More broadly, it is difficult to identify measurable changes in macroeconomic data that can explain the possible effects on Israeli high-tech of the introduction of AI technologies. Given the multitude of factors influencing the sector domestically and globally, it is difficult to isolate the impact of this development (on labor productivity in high-tech, sector output, and changes in employment, entrepreneurship, and more).

Deep-Tech in Israel – A Current Overview
This annual report presents a detailed analysis of the deep-tech sector in Israel. The Innovation Authority views deep-tech as an important area, representing the forefront of technological innovation, and characterized by high technological risk and long time-to-market – conditions that can hinder companies in this field from raising capital and may lead to market failures. The findings presented here are drawn from a more comprehensive report published by the Authority in collaboration with Dealroom. The Israeli Deep-Tech Report 2025 includes in-depth examination of active companies in this sector in Israel, their investments and investors, and global comparisons based on a uniform definition.
As of 2025, there are over 1,500 active deep-tech companies in Israel across all areas of high-tech.
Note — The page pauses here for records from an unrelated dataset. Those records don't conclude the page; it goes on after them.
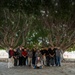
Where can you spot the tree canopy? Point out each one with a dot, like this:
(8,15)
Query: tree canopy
(37,22)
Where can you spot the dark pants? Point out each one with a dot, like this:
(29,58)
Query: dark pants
(47,60)
(15,61)
(58,61)
(24,61)
(33,60)
(20,61)
(52,61)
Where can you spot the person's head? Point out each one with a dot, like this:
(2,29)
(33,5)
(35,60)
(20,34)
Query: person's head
(25,49)
(22,47)
(14,50)
(10,48)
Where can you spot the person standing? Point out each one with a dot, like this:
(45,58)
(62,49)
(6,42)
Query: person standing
(33,56)
(29,58)
(58,56)
(15,57)
(47,57)
(24,55)
(52,56)
(11,60)
(20,56)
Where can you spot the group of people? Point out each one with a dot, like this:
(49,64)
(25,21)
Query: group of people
(36,58)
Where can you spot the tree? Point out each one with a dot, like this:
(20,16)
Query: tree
(60,21)
(14,28)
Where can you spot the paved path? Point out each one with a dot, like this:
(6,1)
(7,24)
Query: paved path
(65,69)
Approximately a quarter of these companies have been founded since 2019,1 since raising more than USD 28 billion – positioning Israel 5th globally and 1st outside the US. More than half this sum was raised in rounds above USD 50 million, and more than one quarter was raised by deep-tech companies in Artificial Intelligence. The data also shows that 270 venture capital funds, a quarter of which are local funds, invested in at least one Israeli deep-tech company in 2024.
Israeli deep-tech companies stand out in several areas: more than 20% of deep-tech capital raised in the cyber sector worldwide was raised by Israeli companies. Furthermore, Israeli deep-tech companies raised a significant share of global deep-tech capital in the fields of medical devices, agriculture, and food, attracting about 9%-10% of total global fundraising in these fields.
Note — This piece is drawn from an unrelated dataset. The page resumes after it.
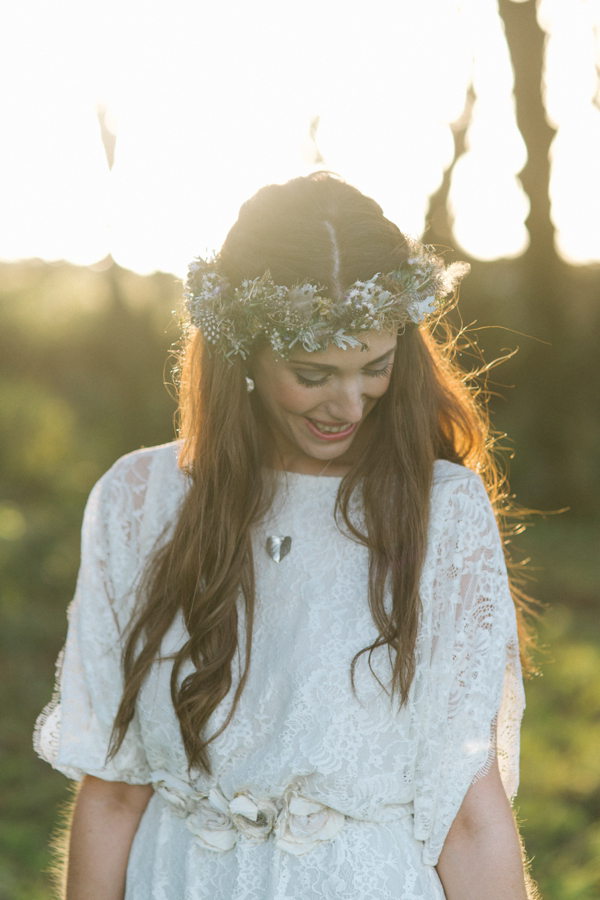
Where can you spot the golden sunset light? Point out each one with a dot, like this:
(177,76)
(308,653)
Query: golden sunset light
(210,102)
Deep-tech companies require high-quality human capital: skilled personnel, often with advanced academic degrees, to develop complex research-based technologies. In terms of the talent pool available to lead development in deep-tech companies, around 6,000 students graduated with advanced degrees in deep-tech subjects in 2024, including 5,000 master’s degree graduates and 1,000 doctoral graduates. About one third of graduates were in medicine and biology, and another 20% in computer science, electrical engineering, and mathematics. Moreover, the number of graduates in deep-tech subjects has been increasing consistently for more than a decade, at a pace that exceeds population growth
In light of the data presented here and against the backdrop of the local and global challenges faced by the sector in a time of ongoing war, the critical crossroads of Israeli high-tech become even clearer. The decisive question of the next few years will be whether Israeli high-tech can return to the growth trajectory that characterized it for more than a decade (until 2022). Specifically, the key issues will be growth in high-tech employment and the global perception of Israel in the eyes of clients, investors, and multinational companies. Moreover, the impact of AI’s introduction into the sector has yet to be fully understood.